IndiGo Tops Global Airline Valuation Charts with ₹2 Lakh Crore Market Cap
In a landmark development that underscores India’s rising dominance in the global aviation sector, IndiGo, operated by InterGlobe Aviation Ltd., has emerged as the most valuable airline in the world by market capitalisation. The airline briefly surpassed global aviation titans such as Delta Air Lines and Ryanair, with its valuation soaring past the ₹2 lakh crore mark (approximately $23.3 billion). This milestone reflects a combination of strong domestic dominance, ambitious international expansion plans, and robust investor confidence in the company’s long-term strategy.

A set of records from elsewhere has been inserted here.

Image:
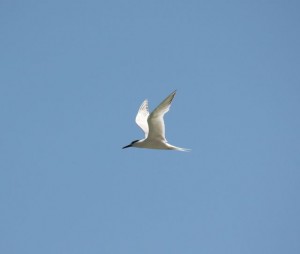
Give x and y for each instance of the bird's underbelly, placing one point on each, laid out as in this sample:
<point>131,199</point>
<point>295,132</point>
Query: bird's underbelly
<point>154,144</point>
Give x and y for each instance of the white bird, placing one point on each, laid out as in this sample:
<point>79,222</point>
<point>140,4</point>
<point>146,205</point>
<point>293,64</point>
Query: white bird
<point>154,127</point>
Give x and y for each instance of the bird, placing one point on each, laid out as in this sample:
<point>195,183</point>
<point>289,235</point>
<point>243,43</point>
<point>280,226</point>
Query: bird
<point>154,127</point>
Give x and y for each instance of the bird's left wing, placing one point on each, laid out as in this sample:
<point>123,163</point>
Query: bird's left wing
<point>142,116</point>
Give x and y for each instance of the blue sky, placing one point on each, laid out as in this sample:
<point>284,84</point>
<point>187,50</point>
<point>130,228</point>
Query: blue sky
<point>73,74</point>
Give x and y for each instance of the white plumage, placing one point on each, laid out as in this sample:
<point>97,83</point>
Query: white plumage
<point>153,126</point>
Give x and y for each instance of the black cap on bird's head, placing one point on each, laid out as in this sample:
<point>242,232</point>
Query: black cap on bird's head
<point>131,144</point>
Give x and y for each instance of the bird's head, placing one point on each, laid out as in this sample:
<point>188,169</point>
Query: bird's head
<point>131,144</point>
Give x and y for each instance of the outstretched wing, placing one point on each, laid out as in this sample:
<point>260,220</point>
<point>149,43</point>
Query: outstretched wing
<point>156,119</point>
<point>142,116</point>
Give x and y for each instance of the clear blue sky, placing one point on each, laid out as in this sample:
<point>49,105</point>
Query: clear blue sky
<point>73,74</point>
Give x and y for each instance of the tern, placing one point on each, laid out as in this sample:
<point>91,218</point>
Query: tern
<point>154,127</point>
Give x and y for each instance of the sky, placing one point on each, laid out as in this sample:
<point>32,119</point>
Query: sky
<point>73,75</point>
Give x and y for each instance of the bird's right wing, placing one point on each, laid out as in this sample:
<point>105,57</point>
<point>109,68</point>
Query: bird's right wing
<point>156,119</point>
<point>142,116</point>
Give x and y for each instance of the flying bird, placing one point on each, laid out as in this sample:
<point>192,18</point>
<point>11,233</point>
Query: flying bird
<point>154,127</point>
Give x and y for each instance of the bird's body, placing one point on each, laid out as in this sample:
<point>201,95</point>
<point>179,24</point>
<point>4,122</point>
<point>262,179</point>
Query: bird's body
<point>154,127</point>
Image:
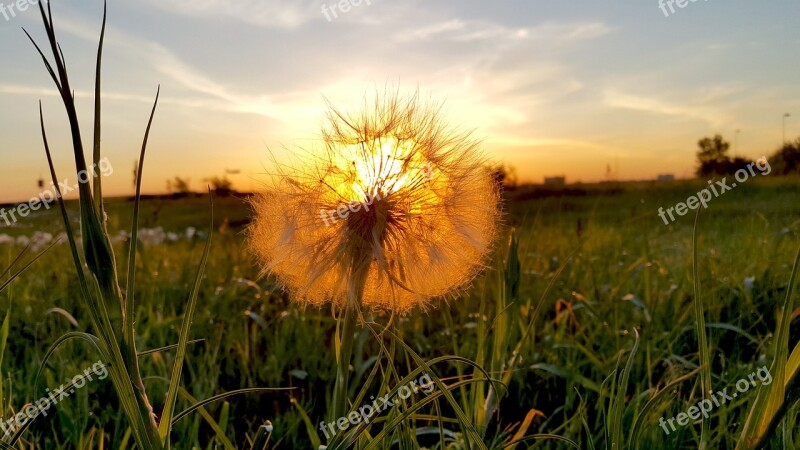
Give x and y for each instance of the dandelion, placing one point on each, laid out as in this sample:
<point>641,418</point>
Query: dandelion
<point>398,210</point>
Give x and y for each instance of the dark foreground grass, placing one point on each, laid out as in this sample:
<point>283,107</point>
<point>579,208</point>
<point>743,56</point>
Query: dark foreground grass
<point>629,275</point>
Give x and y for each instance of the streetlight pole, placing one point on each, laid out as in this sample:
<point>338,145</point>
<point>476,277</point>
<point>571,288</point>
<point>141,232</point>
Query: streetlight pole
<point>785,116</point>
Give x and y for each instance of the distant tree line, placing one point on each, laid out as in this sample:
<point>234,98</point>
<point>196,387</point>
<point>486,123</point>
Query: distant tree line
<point>713,158</point>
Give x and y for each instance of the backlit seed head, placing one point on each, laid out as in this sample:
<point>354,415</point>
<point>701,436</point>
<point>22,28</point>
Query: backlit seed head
<point>396,196</point>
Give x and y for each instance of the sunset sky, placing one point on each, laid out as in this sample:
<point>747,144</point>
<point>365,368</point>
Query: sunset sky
<point>553,87</point>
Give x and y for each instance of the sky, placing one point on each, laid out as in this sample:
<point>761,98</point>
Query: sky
<point>571,87</point>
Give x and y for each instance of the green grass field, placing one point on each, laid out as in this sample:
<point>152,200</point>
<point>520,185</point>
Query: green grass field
<point>614,268</point>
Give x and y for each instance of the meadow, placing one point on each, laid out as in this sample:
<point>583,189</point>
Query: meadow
<point>586,313</point>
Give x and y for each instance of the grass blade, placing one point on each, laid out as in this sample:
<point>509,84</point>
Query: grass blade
<point>165,426</point>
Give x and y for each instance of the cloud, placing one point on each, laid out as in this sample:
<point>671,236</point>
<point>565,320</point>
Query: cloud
<point>457,30</point>
<point>692,110</point>
<point>264,13</point>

The stock has rallied over 13 percent year-to-date, a performance that is particularly notable in the context of broader market weakness. While the Nifty 50 Index has declined nearly 6 percent amid global tariff-related uncertainties and risk-off sentiment, IndiGo shares have demonstrated strong relative strength. The stock closed nearly 1 percent higher in the most recent trading session, further consolidating its leadership position within the aviation sector.
Highlights:
IndiGo surpasses Delta and Ryanair to become the most valuable airline globally.
Market capitalisation crosses ₹2 lakh crore (~$23.3 billion).
Stock is up 13% in 2025, outperforming broader market weakness.
Signals investor confidence in the airline’s strategy and execution.
IndiGo currently commands over 60 percent of India’s domestic aviation market, far ahead of its nearest rivals. However, what is increasingly capturing investor attention is the airline’s aggressive push into international markets. The management has set an ambitious target for overseas operations to contribute up to 40 percent of its Available Seat Kilometers (ASK) by FY2030, up from a projected 28 percent in FY25. This pivot toward international routes is expected to diversify the company’s revenue base and reduce its dependence on the highly competitive domestic market.
To support its international aspirations and overall capacity expansion, the airline plans to add approximately 50 aircraft in FY26. This will augment its current fleet of 439 aircraft, of which around 50 remain grounded due to supply chain or maintenance issues. Management has also guided for early double-digit ASK growth in the upcoming fiscal year, a signal that capacity expansion remains a central pillar of the airline’s growth strategy. The continued focus on operational efficiency, fleet modernization, and route diversification is further expected to enhance yield and load factor performance.
Highlights:
IndiGo holds over 60% share in India’s domestic aviation sector.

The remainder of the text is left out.